Jérusalem: L'armée israélienne a annoncé avoir lancé samedi matin des frappes sur Beyrouth visant le mouvement Hezbollah, soutenu par l'Iran, après avoir ordonné aux habitants de plusieurs quartiers de la banlieue sud d'évacuer.

Les forces armées israéliennes "frappent actuellement des cibles de l'organisation terroriste Hezbollah à Beyrouth", ont-elles indiqué dans un bref communiqué.

Auparavant, un porte-parole de l'armée avait enjoint les habitants de la banlieue sud de Beyrouth, bastion du Hezbollah, à évacuer avant le lancement de frappes.
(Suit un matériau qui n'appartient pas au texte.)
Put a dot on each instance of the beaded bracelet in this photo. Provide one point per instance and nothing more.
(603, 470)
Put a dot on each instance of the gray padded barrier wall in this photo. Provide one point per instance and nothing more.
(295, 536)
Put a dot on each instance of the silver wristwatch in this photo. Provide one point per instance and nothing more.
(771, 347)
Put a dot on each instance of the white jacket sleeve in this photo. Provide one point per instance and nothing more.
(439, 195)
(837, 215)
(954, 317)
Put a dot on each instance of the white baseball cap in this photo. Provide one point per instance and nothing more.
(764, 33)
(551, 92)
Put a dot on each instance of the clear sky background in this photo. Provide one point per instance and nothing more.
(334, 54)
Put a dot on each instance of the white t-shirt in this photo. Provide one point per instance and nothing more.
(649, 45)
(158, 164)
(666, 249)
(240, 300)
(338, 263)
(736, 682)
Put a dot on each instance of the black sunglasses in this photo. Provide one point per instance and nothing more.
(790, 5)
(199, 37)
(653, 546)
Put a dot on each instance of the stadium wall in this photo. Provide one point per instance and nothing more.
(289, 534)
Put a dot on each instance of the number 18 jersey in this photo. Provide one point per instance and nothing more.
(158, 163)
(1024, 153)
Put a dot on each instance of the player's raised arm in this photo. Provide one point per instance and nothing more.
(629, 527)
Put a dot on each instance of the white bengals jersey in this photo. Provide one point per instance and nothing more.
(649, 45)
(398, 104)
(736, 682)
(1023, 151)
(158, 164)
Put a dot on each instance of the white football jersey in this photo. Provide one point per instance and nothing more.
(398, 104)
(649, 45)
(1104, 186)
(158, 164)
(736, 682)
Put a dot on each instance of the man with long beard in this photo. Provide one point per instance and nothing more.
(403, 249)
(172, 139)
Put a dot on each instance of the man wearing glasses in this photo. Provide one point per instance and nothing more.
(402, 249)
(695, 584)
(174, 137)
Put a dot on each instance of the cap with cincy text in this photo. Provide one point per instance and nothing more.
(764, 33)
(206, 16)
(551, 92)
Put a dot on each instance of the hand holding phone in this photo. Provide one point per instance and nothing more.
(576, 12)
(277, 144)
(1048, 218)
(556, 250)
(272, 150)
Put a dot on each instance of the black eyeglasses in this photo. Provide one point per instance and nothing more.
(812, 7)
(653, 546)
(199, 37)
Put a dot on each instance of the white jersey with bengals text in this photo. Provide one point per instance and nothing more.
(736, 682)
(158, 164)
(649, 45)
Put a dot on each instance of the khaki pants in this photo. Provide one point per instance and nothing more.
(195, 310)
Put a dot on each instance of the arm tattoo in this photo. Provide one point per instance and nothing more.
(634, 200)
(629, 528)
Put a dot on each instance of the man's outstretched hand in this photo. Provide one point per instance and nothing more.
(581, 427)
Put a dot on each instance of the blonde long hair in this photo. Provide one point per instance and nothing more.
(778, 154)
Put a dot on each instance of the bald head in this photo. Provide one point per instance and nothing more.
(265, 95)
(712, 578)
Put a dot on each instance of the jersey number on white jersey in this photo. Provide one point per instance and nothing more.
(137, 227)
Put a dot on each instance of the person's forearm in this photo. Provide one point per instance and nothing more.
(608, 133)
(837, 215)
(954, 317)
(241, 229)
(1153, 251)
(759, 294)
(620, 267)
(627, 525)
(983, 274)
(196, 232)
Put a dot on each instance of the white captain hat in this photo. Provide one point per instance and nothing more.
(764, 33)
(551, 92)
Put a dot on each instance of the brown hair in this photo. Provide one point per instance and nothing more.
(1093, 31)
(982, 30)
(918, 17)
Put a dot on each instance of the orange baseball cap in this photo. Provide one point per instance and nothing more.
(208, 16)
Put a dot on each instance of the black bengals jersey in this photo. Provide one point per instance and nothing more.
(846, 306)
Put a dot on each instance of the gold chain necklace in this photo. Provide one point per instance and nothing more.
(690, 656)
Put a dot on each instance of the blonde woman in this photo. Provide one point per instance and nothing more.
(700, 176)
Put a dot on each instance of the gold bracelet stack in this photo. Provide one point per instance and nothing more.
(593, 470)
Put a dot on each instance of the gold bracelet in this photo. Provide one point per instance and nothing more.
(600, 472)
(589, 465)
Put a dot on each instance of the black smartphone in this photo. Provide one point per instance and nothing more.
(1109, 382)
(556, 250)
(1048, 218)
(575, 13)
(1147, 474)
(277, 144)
Le Liban a été entraîné dans le conflit régional début mars après des frappes sur Israël du mouvement pro-iranien Hezbollah en réprésailles à la mort du guide suprême Ali Khamenei tué au premier jour de l'offensive américano-israélienne le 28 février

Dans le sud du Liban, zone principale des affrontements entre Israël et le Hezbollah, au moins une personne a été tuée et deux autres blessées samedi à l'aube dans une "lourde frappe" israélienne contre une maison dans le district de Bint Jbeil, a annoncé l'Agence nationale d'information libanaise (ANI, officielle).
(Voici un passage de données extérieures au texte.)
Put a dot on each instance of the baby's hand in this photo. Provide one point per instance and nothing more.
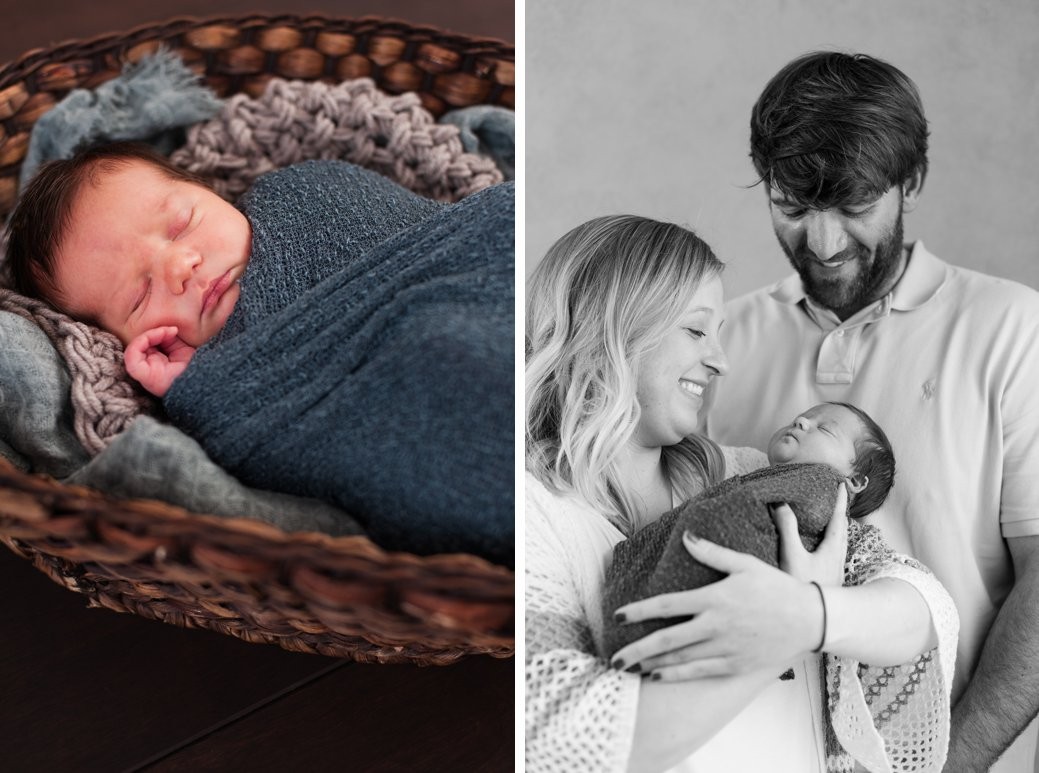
(156, 357)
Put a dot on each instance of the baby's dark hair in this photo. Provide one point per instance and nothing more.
(875, 459)
(40, 221)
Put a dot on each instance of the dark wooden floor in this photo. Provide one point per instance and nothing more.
(91, 690)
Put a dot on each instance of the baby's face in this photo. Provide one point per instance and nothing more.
(142, 250)
(823, 434)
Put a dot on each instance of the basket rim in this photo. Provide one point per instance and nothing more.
(27, 62)
(238, 526)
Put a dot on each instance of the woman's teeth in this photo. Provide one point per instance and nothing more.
(693, 389)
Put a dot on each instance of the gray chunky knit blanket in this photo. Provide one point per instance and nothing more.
(369, 361)
(734, 513)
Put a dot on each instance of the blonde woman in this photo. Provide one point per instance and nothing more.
(622, 323)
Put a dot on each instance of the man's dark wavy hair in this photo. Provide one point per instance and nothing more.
(875, 459)
(834, 128)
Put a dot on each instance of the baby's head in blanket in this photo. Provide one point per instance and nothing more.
(847, 438)
(118, 237)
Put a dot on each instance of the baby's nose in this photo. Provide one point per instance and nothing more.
(180, 266)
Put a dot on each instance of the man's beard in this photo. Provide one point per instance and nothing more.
(846, 296)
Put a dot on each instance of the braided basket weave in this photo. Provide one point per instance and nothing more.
(340, 596)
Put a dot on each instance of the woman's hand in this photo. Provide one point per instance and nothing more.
(756, 617)
(156, 357)
(826, 564)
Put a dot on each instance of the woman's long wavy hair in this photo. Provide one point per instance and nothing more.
(603, 297)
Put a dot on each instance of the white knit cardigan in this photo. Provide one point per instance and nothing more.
(580, 713)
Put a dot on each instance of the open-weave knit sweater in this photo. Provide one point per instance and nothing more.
(581, 713)
(734, 513)
(369, 361)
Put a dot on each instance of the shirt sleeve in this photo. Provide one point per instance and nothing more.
(580, 712)
(1017, 364)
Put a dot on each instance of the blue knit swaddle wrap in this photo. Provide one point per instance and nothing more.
(369, 361)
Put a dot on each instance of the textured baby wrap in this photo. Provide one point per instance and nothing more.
(734, 513)
(369, 361)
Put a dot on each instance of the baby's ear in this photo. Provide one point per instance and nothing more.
(856, 483)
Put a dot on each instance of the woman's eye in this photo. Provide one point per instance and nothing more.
(181, 223)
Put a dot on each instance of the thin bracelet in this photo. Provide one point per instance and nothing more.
(823, 600)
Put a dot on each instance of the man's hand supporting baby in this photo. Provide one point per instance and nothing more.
(156, 357)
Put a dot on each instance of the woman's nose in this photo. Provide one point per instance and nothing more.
(824, 234)
(717, 361)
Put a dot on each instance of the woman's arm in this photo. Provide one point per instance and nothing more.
(884, 622)
(760, 615)
(583, 715)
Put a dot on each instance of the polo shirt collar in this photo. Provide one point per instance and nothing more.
(924, 275)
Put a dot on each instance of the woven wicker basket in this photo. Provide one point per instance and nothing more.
(340, 596)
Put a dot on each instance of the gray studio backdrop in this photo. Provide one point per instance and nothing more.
(642, 106)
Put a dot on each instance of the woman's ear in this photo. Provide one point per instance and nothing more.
(856, 483)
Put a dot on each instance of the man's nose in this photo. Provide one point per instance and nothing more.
(180, 266)
(824, 234)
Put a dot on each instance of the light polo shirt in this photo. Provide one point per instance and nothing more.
(948, 365)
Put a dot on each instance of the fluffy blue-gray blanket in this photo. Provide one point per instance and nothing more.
(734, 513)
(369, 361)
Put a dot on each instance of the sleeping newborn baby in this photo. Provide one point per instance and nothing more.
(827, 446)
(332, 336)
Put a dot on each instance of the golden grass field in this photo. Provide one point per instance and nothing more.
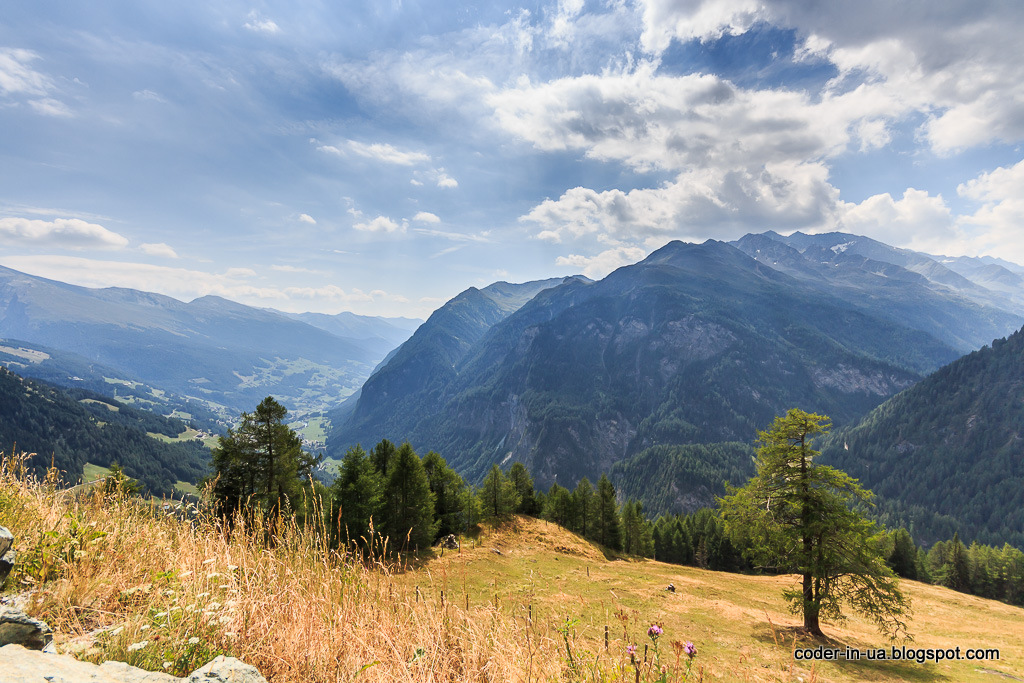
(127, 583)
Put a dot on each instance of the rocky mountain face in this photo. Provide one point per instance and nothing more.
(902, 286)
(695, 344)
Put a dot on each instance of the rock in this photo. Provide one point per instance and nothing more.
(119, 671)
(6, 564)
(18, 665)
(226, 670)
(16, 628)
(6, 541)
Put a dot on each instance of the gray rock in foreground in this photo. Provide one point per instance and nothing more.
(6, 541)
(18, 665)
(16, 628)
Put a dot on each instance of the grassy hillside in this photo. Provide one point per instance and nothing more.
(300, 613)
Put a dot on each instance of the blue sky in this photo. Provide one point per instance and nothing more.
(382, 157)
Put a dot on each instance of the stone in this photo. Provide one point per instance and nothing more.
(7, 564)
(226, 670)
(18, 665)
(16, 628)
(6, 541)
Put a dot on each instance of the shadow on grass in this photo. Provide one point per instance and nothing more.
(792, 637)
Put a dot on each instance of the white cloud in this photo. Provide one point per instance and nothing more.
(147, 95)
(426, 217)
(293, 268)
(445, 180)
(960, 63)
(381, 152)
(17, 77)
(916, 221)
(995, 227)
(380, 224)
(455, 237)
(600, 265)
(62, 232)
(257, 23)
(158, 249)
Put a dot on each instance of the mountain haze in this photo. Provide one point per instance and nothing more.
(694, 344)
(223, 353)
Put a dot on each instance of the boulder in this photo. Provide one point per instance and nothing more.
(16, 628)
(18, 665)
(226, 670)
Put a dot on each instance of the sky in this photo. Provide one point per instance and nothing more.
(381, 157)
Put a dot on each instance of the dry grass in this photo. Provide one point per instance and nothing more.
(295, 610)
(300, 612)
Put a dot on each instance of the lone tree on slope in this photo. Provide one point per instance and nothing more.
(796, 515)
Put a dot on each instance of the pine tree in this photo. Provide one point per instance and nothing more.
(356, 495)
(498, 495)
(583, 508)
(796, 515)
(523, 483)
(607, 529)
(261, 463)
(409, 505)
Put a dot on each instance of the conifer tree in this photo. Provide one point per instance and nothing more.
(499, 497)
(409, 505)
(356, 495)
(607, 530)
(583, 508)
(796, 515)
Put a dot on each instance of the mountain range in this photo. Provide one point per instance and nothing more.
(695, 344)
(225, 355)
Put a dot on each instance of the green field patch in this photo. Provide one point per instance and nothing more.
(113, 409)
(185, 487)
(29, 354)
(92, 472)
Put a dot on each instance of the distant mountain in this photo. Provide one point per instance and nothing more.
(402, 386)
(75, 372)
(945, 455)
(902, 286)
(73, 427)
(222, 353)
(694, 344)
(382, 332)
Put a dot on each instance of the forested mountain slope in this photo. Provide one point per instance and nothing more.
(73, 427)
(695, 344)
(946, 455)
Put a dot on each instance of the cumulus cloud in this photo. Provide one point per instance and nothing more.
(918, 220)
(995, 227)
(16, 76)
(62, 232)
(960, 63)
(256, 23)
(426, 217)
(159, 249)
(380, 224)
(381, 152)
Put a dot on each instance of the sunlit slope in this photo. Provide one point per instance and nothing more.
(740, 624)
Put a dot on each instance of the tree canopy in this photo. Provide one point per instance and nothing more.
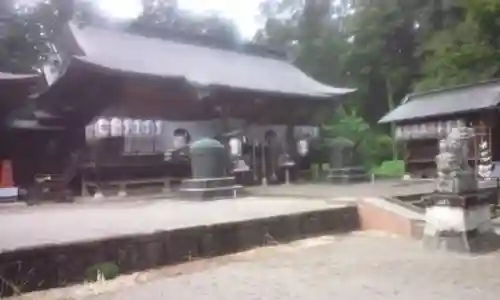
(384, 48)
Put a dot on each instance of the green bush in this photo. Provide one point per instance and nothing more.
(108, 270)
(390, 169)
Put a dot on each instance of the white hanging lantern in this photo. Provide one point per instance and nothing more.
(441, 128)
(116, 127)
(449, 126)
(158, 127)
(235, 146)
(102, 128)
(147, 127)
(414, 131)
(180, 138)
(90, 131)
(398, 133)
(128, 127)
(136, 127)
(303, 147)
(432, 129)
(423, 133)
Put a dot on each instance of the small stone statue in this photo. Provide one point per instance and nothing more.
(452, 162)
L'agence nationale a également fait état de nouvelles frappes sur la ville côtière de Tyr, dans le sud du pays, et sur la ville de Naqoura, à proximité de la frontière avec Israël.
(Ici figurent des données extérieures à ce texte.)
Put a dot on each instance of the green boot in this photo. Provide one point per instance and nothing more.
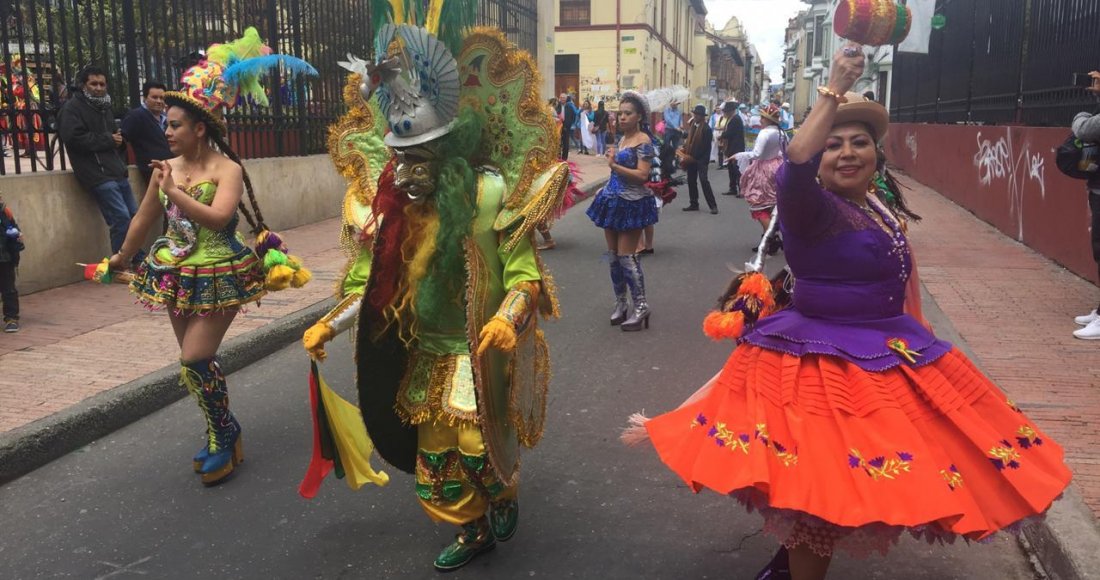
(504, 518)
(475, 537)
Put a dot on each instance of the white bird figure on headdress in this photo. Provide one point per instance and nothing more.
(374, 75)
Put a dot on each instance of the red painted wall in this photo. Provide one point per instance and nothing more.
(1007, 176)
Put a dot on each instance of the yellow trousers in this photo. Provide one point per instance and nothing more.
(453, 479)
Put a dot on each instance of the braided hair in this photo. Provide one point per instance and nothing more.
(216, 138)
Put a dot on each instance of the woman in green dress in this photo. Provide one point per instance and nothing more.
(201, 271)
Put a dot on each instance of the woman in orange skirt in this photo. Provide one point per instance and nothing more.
(844, 419)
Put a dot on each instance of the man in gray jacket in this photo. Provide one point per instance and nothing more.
(1087, 129)
(95, 148)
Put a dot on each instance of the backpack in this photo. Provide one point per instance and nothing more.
(1078, 160)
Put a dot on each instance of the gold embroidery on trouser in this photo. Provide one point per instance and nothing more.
(454, 482)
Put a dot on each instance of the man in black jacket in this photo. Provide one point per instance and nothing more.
(699, 148)
(95, 144)
(568, 113)
(143, 128)
(733, 141)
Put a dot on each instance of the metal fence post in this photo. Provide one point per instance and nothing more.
(129, 32)
(276, 100)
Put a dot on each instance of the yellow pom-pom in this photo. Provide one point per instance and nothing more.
(301, 276)
(278, 277)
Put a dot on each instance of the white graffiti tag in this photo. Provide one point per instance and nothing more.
(992, 161)
(999, 161)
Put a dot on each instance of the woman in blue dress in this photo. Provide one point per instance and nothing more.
(625, 207)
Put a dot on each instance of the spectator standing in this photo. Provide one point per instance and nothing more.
(95, 144)
(1087, 129)
(673, 126)
(699, 151)
(567, 111)
(600, 120)
(587, 130)
(11, 244)
(733, 142)
(143, 128)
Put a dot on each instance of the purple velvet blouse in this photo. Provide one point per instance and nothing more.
(849, 285)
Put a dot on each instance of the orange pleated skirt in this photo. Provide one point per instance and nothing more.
(835, 456)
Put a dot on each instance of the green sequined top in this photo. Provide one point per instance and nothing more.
(187, 243)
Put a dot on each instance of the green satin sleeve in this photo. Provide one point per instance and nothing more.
(355, 280)
(519, 263)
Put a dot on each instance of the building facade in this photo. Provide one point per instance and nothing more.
(603, 47)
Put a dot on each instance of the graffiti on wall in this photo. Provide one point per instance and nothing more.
(598, 87)
(997, 161)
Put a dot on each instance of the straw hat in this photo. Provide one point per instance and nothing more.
(770, 112)
(860, 109)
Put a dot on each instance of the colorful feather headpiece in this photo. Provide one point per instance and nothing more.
(415, 73)
(229, 73)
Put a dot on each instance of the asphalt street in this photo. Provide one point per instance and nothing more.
(129, 505)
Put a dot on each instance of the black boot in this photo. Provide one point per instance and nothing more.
(779, 568)
(618, 284)
(636, 281)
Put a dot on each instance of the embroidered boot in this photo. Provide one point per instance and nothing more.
(636, 281)
(618, 285)
(504, 512)
(504, 518)
(476, 537)
(205, 380)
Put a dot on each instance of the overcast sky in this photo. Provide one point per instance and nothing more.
(763, 20)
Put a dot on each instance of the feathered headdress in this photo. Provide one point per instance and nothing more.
(229, 73)
(415, 73)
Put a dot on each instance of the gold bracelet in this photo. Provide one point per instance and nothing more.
(825, 91)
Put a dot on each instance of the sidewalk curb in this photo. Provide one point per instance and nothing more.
(1066, 543)
(26, 448)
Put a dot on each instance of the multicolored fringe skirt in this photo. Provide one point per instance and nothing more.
(839, 458)
(611, 211)
(200, 288)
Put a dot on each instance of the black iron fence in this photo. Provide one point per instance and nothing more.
(45, 43)
(1001, 62)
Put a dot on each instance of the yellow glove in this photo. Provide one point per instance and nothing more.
(498, 334)
(315, 339)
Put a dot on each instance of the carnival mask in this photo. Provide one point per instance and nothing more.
(416, 172)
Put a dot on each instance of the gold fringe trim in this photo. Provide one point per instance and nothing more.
(440, 381)
(507, 63)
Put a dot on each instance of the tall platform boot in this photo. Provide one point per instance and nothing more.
(618, 285)
(205, 380)
(636, 281)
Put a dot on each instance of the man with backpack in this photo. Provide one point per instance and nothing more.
(1087, 131)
Le Hezbollah a affirmé que ses combattants ont ciblé des troupes israéliennes dans six villages du sud du Liban et lancé des roquettes au-delà de la frontière. L'armée israélienne a indiqué que les sirènes aériennes ont été activées.

Selon le ministère libanais de la Santé, le conflit a tué plus de 1.000 personnes au Liban et déplacé plus d'un million de personnes.

L'ambassadeur des Etats-Unis au Liban, Michel Issa, a salué vendredi la proposition du président libanais Joseph Aoun d'entamer des négociations directes avec Israël pour mettre fin à la guerre avec le Hezbollah "car aucun accord ne peut être trouvé sans dialogue", a-t-il déclaré à des médias libanais, à l'issue d'une rencontre avec le patriarche maronite Béchara al-Raï à Beyrouth.

Mais ne croyant pas "qu'Israël ait décidé de mettre fin" aux combats, il a ajouté que "le Liban doit décider s'il doit rencontrer les Israéliens dans ces circonstances".